ElasticTrainer: Speeding Up On-Device Training with Runtime Elastic Tensor Selection (MobiSys'23)

Introduction

This is the official code repository for our MobiSys 2023 paper ElasticTrainer: Speeding Up On-Device Training with Runtime Elastic Tensor Selection. ElasticTrainer can speed up on-device NN training by adaptively training the minimal set of important parameters on the fly 🚀, with user-defined speedup and without noticeable accuracy loss. According to our paper, the code is intended to be run on embedded devices (e.g., Raspberry Pi and Nvidia Jetson TX2), but it is also applicable to stronger platforms such as workstations.

🔎 Looking for the core of our implementation? We suggest you take a look at the following:

Tensor Timing Profiler -- profiler.py
Tensor Importance Evaluator -- elastic_training in train.py
Tensor Selector by Dynamic Programming -- selection_solver_DP.py.

📈 Want to reproduce our paper results? Please check instructions here.

💡 If you plan to reproduce our results, we highly recommend you check experiment results on tensorboard since there has some bug report on our code of displaying figures.

License

Our source code is released under MIT License.

Requirements

Python 3.7+
tensorflow 2
tensorflow-datasets
tensorflow-addons
tensorboard_plugin_profile
vit-keras
matplotlib
tqdm

The software versions are platform dependent. In general, installing the most recent versions should work for typical workstations. For Nvidia Jetson TX2 and Raspberry Pi 4B, please check our provided OS images described here.

General Usage

Select NN models and datasets to run. Use python main.py --help and python profiler.py --help to see configurable parameters. The NN architectures and datasets should be downloaded automatically. We use tensorflow-datasets API to download datasets from tensorflow's dataset list. If you encounter any errors (e.g., checksum error), please refer to this instruction for manually downloading.

Supported NN architectures:

ResNet50 -- resnet50
VGG16 -- vgg16
MobileNetV2 -- mobilenetv2
Vision Transformer (16x16 patch) -- vit

Supported datasets:

CUB-200 (200 classes) -- caltech_birds2011
Oxford-IIIT Pet (37 classes) -- oxford_iiit_pet
Stanford Dogs (120 classes) -- stanford_dogs

Running an Example

Below shows an example of training ResNet50 on CUB-200 dataset with our ElasticTrainer.

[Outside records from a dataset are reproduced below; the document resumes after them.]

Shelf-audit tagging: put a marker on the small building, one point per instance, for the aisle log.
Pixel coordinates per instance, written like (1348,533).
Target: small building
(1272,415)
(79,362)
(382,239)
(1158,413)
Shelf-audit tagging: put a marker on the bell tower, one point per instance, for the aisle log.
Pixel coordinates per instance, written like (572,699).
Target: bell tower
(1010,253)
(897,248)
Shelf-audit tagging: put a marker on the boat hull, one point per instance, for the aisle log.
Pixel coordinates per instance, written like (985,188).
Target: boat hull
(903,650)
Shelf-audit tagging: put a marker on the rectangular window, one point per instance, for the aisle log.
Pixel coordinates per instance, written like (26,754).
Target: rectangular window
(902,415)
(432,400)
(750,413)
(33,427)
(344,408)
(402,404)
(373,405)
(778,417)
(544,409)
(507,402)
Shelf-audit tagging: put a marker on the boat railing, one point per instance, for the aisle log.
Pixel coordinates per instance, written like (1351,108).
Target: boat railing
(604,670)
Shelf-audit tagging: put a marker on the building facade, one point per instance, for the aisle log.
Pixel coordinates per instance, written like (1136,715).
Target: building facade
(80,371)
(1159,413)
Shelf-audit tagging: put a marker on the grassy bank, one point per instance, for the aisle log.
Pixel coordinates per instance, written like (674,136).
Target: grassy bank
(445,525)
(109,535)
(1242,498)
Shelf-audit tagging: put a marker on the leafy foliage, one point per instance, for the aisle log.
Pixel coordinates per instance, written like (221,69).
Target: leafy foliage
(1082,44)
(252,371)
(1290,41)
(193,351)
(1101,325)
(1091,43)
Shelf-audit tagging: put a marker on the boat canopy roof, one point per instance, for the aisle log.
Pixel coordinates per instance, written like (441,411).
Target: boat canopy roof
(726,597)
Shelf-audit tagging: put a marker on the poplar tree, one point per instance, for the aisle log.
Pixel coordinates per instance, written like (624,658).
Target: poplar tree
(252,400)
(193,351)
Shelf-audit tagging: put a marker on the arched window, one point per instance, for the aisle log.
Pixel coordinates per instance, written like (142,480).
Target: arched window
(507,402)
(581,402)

First, profile the tensor timing on your dedicated device:

python profiler.py --model_name resnet50 \
                   --num_classes 200

Then start training your model on the device with speedup ratio of 0.5 (i.e., 2x faster in wall time):

python main.py --model_name resnet50 \
               --dataset_name caltech_birds2011 \
               --train_type elastic_training \
               --rho 0.5

Please note that the wall training time should exclude validation time.

FAQs

Q1: Why tensorflow, not pytorch?

We are aware that pytorch is a dominant NN library in AI research community. However, to the best of our knowledge, pytorch's profiler is incapable of presenting structured timing information of ops in backward pass, and some of the provided measurements are not even reliable. Check link1, link2, and link3 for details. In comparison, tensorflow profiler provides accurate, well-structured, and human-readable timing information for us to parse and group, but tensorflow's profiler only works for tensorflow models and codes. If you insist on working with pytorch, I can only suggest you use FLOPs instead of wall-clock time as the tensor timing metric. That means you need to write your own code to derive FLOPs and it basically cannot reflect actual speed-up.

Q2: ElasticTrainer VS. Parameter-Efficient Fine-Tuning (PEFT) for recent Large Language Models (LLMs)?

We have extended ElasticTrainer to GreenTrainer which is designed to speedup finetuning LLMs. In our GreenTrainer paper, we made comparisons with existing PEFT methods.

If you are an NLP expert, you may know there are many existing PEFT works in NLP area, such as prompt tuning, prefix tuning, and LoRA. These works focus on minimizing the number trainable parameters (usually to <1%) because they speculate that variance rather than bias is a dominant factor in model generalization.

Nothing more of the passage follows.